和田秀樹が解説「脳が衰える習慣・活性化する習慣」 試練が訪れやすい高齢者こそ楽天主義を徹底
東洋経済オンライン / 2024年10月26日 10時0分
反対に言えば、後ろ向きな思いにとらわれ、うつむきがちに人生を送るほどに、脳の働きはしぼんでいってしまうということです。ミスやトラブルをいつまでも引きずってくよくよしたり、後悔したり、そんなマイナス思考のままでいては、前頭葉は錆びつき、衰えていってしまいます。
いったんネガティブな感情にとらわれると、人は自分の不足した部分にばかり目を向けるようになり、欠乏感でいっぱいになってしまうものです。
そういう時は、「角度を変えて考えてみる」ようにしてください。今がどんな状況だったとしても、あなたは多くの宝物を持っているはずですし、これからできることだってたくさんあるはずです。ですからなるべく物事の明るい面を見つめ、楽観的に生きるようにしたいものです。
たとえば、なにか新しいことに挑戦して、思わしくない結果に終わったとします。
そのときは失敗した自分を責めるのではなく、「新しい一歩を踏み出せたなんて、なかなかのものだ」と自分自身を褒め、気持ちを高揚させるのです。
このように「自分で自分を励ます」ことを習慣として持っている人は、脳やメンタルにとって理想的な環境を作り出せることはもちろん、士気高く物事に取り組めるので、結果的にいろいろなことがうまくいきやすくなるでしょう。
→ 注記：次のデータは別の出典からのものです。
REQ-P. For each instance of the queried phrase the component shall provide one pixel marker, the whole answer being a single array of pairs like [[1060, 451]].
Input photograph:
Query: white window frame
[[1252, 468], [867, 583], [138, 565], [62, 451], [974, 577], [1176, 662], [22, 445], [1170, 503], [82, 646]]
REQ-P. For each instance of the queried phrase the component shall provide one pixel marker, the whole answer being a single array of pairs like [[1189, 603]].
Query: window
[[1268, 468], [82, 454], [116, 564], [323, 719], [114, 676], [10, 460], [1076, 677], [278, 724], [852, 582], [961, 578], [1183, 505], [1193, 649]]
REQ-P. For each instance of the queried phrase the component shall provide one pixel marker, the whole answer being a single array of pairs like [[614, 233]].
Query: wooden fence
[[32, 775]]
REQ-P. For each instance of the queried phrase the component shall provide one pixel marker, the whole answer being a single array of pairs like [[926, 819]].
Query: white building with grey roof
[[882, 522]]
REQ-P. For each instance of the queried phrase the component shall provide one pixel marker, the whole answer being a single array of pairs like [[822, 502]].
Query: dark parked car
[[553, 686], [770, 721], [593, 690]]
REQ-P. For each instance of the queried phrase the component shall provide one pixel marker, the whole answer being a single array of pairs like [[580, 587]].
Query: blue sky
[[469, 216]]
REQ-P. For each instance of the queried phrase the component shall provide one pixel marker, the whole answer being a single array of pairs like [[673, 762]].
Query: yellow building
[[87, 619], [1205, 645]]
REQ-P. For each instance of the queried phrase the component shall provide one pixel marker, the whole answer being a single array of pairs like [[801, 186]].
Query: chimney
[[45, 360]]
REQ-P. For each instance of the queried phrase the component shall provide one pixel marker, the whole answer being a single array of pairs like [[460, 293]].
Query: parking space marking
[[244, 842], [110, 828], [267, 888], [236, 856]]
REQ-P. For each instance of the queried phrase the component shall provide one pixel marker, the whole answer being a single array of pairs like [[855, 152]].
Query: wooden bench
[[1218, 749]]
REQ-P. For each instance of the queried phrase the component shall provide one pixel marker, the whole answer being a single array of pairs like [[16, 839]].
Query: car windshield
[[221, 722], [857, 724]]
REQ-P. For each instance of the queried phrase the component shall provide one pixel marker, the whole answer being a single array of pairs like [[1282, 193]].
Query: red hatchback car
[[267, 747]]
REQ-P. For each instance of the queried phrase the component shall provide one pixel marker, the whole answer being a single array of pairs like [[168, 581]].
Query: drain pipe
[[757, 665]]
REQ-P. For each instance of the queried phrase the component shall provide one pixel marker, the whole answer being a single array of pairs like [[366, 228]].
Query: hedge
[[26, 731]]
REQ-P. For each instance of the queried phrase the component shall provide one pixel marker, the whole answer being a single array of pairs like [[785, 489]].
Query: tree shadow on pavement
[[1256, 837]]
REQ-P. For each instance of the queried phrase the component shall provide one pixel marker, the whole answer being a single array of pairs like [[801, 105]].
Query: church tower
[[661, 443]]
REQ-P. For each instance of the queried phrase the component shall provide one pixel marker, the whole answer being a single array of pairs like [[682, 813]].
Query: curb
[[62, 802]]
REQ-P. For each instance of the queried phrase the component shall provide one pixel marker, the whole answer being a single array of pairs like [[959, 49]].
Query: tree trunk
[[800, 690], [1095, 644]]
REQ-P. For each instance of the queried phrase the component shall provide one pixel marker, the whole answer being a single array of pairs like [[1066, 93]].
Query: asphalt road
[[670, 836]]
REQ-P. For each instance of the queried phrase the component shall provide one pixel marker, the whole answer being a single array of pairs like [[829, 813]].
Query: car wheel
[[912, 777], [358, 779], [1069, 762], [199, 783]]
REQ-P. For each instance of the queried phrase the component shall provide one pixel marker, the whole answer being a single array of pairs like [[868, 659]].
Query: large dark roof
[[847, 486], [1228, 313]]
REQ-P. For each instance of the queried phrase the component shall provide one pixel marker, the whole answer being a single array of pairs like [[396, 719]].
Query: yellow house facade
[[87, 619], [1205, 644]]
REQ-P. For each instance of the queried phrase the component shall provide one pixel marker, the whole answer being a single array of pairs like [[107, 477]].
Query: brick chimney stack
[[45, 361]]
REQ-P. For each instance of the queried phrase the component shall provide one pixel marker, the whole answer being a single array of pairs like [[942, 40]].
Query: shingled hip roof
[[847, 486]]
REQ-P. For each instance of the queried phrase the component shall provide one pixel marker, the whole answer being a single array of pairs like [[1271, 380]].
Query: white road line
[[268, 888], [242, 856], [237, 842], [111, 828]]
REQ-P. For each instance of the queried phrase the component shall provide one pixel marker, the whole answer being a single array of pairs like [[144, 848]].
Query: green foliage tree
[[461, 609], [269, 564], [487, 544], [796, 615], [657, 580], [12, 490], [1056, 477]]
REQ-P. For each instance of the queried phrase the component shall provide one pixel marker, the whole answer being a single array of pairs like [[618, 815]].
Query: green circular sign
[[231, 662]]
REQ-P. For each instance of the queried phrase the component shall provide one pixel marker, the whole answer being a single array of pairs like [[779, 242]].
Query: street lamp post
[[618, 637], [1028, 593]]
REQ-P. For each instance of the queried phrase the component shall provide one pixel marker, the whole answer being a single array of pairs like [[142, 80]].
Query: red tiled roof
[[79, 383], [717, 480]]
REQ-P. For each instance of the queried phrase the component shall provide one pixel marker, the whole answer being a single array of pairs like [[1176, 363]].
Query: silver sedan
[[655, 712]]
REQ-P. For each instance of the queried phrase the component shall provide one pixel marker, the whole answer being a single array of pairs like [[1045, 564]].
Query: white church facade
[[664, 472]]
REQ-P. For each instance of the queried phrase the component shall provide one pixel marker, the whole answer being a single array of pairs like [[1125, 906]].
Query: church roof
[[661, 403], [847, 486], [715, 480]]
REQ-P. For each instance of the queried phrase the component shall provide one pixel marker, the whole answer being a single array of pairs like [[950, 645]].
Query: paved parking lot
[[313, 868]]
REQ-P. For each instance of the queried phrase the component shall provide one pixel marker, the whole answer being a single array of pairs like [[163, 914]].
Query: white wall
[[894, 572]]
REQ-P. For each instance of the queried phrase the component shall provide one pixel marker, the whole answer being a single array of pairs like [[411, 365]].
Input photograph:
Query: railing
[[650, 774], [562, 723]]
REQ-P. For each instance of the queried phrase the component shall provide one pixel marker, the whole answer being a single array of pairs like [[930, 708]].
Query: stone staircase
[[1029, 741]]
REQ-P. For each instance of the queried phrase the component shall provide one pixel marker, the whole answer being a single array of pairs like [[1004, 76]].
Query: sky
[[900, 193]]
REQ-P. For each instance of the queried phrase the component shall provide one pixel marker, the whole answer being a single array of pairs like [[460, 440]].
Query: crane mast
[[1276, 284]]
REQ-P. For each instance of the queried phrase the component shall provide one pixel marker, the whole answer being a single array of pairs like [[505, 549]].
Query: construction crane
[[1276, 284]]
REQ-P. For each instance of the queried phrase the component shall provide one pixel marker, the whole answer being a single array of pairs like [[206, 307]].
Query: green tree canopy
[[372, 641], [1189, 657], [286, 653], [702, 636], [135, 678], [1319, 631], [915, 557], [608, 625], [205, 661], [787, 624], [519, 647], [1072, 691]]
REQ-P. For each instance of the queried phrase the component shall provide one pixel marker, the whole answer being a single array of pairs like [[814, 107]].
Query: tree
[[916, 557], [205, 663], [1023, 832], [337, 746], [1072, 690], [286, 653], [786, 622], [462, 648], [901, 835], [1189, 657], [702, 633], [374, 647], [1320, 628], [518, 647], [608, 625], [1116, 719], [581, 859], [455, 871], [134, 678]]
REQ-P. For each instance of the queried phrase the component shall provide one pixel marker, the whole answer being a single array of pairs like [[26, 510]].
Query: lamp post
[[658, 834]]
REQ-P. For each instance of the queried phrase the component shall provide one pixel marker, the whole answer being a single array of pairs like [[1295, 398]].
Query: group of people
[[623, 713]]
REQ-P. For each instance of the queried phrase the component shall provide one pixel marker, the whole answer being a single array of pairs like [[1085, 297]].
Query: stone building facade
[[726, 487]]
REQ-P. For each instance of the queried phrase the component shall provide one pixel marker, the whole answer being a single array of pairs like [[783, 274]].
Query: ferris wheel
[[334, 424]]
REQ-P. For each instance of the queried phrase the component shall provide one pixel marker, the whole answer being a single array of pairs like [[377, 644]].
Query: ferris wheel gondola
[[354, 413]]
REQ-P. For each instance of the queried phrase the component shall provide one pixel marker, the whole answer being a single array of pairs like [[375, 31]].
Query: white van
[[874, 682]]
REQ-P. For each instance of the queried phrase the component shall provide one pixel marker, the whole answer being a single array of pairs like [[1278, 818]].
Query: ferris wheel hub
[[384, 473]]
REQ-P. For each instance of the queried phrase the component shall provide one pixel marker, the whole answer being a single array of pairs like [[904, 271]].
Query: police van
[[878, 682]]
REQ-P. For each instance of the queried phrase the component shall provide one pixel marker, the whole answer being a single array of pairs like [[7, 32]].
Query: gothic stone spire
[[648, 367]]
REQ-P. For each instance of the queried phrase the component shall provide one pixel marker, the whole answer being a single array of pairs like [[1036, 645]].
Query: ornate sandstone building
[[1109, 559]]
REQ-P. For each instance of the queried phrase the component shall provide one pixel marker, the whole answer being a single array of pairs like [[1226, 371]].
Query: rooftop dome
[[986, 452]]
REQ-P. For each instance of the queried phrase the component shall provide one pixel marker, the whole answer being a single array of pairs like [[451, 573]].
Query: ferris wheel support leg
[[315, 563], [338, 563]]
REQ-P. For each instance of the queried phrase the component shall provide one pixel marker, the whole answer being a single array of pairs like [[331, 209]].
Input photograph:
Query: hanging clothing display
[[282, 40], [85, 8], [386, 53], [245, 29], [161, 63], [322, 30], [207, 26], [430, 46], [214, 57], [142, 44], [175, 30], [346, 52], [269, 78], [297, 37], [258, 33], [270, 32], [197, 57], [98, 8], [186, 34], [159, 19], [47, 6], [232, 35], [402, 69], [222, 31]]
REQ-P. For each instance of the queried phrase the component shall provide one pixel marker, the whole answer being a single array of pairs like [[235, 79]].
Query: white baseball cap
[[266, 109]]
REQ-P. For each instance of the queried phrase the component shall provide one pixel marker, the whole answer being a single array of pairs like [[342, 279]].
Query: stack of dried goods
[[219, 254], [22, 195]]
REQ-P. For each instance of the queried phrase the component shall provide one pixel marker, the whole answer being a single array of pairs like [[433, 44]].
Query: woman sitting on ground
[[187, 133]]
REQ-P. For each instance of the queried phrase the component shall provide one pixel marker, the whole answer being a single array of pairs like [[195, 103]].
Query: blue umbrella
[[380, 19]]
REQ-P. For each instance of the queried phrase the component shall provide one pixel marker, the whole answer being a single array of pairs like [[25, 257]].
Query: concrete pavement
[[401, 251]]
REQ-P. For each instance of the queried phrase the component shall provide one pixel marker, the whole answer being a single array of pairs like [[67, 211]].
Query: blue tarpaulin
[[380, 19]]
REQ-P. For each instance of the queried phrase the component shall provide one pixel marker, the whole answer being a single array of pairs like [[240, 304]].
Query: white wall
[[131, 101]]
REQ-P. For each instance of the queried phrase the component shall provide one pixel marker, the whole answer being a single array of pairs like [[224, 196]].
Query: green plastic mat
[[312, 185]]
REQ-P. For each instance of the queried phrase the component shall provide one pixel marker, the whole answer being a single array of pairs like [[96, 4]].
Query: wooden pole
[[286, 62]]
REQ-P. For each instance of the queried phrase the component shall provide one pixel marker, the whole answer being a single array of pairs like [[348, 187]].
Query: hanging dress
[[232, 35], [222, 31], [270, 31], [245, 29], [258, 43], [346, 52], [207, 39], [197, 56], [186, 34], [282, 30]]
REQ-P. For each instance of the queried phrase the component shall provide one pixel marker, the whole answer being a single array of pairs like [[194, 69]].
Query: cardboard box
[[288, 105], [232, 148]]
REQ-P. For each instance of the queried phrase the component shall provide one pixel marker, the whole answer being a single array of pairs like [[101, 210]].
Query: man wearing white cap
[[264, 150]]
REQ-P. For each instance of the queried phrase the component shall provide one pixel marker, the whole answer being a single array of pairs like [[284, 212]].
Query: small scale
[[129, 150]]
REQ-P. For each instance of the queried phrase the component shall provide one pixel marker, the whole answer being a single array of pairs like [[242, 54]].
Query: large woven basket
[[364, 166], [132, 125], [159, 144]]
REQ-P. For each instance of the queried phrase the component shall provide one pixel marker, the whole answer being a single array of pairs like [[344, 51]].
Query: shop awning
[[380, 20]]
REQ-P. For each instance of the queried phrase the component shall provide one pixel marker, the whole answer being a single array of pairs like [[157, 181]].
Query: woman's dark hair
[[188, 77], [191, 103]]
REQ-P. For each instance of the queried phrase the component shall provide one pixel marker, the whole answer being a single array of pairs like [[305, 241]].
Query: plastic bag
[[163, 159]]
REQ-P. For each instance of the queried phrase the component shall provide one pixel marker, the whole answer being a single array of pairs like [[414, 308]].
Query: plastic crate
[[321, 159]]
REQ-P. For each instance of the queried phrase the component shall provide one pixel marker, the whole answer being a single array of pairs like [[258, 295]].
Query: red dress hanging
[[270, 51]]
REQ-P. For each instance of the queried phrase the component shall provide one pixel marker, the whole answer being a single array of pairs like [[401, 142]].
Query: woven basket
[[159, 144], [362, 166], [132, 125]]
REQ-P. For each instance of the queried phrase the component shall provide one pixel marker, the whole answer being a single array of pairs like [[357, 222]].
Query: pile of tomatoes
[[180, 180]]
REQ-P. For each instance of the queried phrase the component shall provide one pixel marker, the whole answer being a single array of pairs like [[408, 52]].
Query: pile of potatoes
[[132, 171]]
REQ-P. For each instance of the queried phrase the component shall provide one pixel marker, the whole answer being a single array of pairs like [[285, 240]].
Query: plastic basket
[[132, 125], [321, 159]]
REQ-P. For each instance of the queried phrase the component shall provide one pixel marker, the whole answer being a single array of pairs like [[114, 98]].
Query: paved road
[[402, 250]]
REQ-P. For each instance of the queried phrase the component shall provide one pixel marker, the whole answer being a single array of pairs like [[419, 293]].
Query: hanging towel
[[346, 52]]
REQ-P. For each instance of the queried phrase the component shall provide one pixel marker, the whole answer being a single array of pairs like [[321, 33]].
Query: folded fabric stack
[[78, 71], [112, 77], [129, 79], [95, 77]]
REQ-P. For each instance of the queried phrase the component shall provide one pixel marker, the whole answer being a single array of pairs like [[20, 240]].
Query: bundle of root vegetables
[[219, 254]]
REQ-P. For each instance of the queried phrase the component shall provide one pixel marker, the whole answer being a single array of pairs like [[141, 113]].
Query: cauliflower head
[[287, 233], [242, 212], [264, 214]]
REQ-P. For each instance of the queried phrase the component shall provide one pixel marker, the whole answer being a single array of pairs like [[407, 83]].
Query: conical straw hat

社会心理学の実験でわかったことですが、疑い深い人は、意外にも騙されやすくなる傾向があります。マイナス思考の人は、基本的に「他人はすべて悪」という考え方を持っているため、誰が詐欺師なのかを見抜けないためです。
高齢者の方こそ、楽天主義を徹底すべき
一方、日頃から楽観的に物事をとらえ、「基本的に世の中は生きやすく、他人は優しいもの」と思っている人は、不審な点がある人物に対し、かえって違和感を抱きやすく、詐欺被害にも遭いづらくなるのだと言います。
このように、後ろ向きな思いにとらわれることは、洞察力や観察力を低下させるという弊害もあるのです。
私は、人生のさまざまな試練が訪れやすい高齢者の方こそ、楽天主義を徹底すべきだと思っています。物事の一面しか見ない「単眼思考」はうつ病にもつながりやすくなりますから、さまざまなものの見方ができる「複眼思考」も心がけたいものです。
ぜひ、光のほうに目を向けて、明るく物事をとらえるようにしてみてください。「自分にはあれも、これもある」と足し算思考ができる幸せ探しの名人は、脳も心も、みるみる元気になっていきます。